Draft:AI corrigibility
AI safety concept of human controllability
From Wikipedia, the free encyclopedia
AI corrigibility is the degree to which an artificial intelligence system tolerates or assists attempts by its operators to modify, correct, or shut it down.
The concept addresses a concern in AI safety and AI alignment that sufficiently capable AI systems might develop instrumental incentives to resist correction or shutdown in order to preserve their existing goals, since an agent pursuing an objective cannot achieve it if it is turned off or its goals are changed.[1]
Risks and criticisms
A corrigible AI with no independent values would pose a serious misuse risk: if controlled by an actor with harmful intentions, it would comply without independent ethical judgment. Achieving genuine corrigibility also requires the AI to understand that it is a potentially flawed system, which itself raises the risk that an imperfectly corrigible model might conclude it should conceal its actual goals rather than submit to correction.[2]

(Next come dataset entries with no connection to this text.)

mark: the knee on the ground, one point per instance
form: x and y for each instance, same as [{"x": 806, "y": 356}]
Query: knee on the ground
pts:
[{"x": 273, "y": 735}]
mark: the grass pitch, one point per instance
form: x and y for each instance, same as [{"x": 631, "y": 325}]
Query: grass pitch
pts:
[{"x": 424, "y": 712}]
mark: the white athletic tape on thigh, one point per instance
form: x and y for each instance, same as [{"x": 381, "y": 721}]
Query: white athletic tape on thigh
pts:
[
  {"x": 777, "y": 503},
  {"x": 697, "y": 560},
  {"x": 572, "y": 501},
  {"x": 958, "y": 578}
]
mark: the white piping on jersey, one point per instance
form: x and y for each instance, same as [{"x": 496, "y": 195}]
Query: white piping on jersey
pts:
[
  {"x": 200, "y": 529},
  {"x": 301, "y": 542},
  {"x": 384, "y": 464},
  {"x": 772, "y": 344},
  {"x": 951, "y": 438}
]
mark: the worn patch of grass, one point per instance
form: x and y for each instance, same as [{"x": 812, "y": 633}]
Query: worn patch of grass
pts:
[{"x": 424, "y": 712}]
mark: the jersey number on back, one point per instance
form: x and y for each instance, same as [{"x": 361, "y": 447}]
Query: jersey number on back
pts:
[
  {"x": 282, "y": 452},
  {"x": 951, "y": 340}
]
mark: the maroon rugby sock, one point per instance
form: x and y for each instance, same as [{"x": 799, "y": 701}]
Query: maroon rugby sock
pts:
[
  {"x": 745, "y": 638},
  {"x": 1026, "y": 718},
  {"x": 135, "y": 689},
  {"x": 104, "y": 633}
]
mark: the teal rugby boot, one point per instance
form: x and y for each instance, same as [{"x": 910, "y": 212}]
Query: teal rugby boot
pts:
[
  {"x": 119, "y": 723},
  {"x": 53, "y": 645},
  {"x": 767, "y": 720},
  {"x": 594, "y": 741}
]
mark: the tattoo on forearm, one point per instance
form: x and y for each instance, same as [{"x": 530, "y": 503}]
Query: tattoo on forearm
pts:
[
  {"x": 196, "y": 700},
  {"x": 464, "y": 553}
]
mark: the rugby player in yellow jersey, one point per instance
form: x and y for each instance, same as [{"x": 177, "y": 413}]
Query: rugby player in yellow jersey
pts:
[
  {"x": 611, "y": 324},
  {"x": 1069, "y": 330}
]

Some have also questioned whether corrigibility to individual human operators is sufficient, given the variability of human values and the potential for those controlling a powerful corrigible system to act in harmful ways.[3]
In AI regulation
A 2023 draft proposal by European Parliament co-rapporteurs on the EU AI Act called for general-purpose AI models to undergo external audits testing their performance, predictability, interpretability, corrigibility, safety, and cybersecurity.[4]